The U.S. and Iraq's neighbors, however, do share one common goal: Iraq's territorial integrity. Where they disagree is on the internal arrangements. This provides a foundation on which Washington can begin a diplomatic initiative to construct a regionwide understanding.

The most important first step is to work with the allies individually to unscramble conflicting U.S. and Iraqi concerns on one side and Turkish, Saudi, Jordanian and Kuwaiti ones on the other.

Once progress is made, Washington can bring Iraq and the four neighbors together to constitute an informal front. Such a strategy would strengthen United States' weak hand and make it easier to engage the Iranians and Syrians.

Washington should urge the Saudis to stop their nationals from joining the fight in Iraq and also halt the transfer of Saudi petrodollars to jihadist networks all over the world.

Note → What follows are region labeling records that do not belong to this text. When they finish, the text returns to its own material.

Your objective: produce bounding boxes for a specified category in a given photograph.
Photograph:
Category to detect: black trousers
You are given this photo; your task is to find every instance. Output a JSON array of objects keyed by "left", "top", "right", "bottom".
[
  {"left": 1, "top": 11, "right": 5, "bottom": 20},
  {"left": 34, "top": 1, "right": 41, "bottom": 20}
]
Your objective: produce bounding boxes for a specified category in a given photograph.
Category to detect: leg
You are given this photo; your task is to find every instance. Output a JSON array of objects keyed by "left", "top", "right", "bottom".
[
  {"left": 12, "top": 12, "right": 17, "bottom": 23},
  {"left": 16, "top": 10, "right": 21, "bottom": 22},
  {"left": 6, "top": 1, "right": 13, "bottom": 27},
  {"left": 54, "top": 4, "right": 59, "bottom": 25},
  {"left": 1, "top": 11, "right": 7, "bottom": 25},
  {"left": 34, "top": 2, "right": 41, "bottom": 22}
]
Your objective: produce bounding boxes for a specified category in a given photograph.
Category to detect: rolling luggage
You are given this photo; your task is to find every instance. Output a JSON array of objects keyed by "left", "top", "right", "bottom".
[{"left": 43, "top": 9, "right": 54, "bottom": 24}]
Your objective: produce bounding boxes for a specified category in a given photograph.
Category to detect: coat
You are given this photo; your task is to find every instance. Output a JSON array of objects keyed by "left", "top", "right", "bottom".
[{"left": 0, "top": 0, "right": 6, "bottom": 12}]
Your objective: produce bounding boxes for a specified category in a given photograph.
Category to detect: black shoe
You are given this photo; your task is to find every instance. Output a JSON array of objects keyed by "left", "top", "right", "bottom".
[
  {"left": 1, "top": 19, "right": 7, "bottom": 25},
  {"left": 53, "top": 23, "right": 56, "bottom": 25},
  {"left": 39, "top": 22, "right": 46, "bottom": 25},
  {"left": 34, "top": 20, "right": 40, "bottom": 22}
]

The Saudis, in exchange, may require new security understandings from the United States, confirmation of Iraq's place in the Arab fold and agreement between Iraq and the Persian Gulf countries on security arrangements against Iran.

Iraq will want the Saudis to use their considerable influence over Sunni tribes to get them to commit to working with the central government after a U.S. withdrawal.

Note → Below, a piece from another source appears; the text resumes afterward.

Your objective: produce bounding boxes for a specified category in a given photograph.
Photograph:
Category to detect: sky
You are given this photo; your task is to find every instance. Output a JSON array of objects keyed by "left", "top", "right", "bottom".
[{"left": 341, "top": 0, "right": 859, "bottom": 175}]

Similarly, among Turkey, the Iraqi Kurds and Baghdad, there is a deal to be made.

Iraqi Kurds want assurances from Turkey that it will not intervene in Iraqi domestic matters against them and that Ankara will ensure their access to European markets for their oil and other products.

Turks want the Turkish Kurdish insurgent group, the PKK, to be forced out of northern Iraq and for the KRG not to take the oil-rich city of Kirkuk. These are hard but not impossible problems to resolve.

However, it would require a diplomatic game plan that puts together the elements of a win-win strategy for all involved. The United States should want the KRG to become an institutionalized part of Iraq and not an independent state.

For this to happen, the Turks must recognize the KRG, while Iraqi Kurds must work with the United States if the PKK is to be forced out of northern Iraq. Turkey must act as a reliable conduit for Iraq Kurds to sell their products to international markets.

Finally, a peaceful and legitimate resolution of the multiple claims to the oil-rich city of Kirkuk has to emerge without the intervention of outside powers.

Carnegie does not take institutional positions on public policy issues; the views represented herein are those of the author(s) and do not necessarily reflect the views of Carnegie, its staff, or its trustees.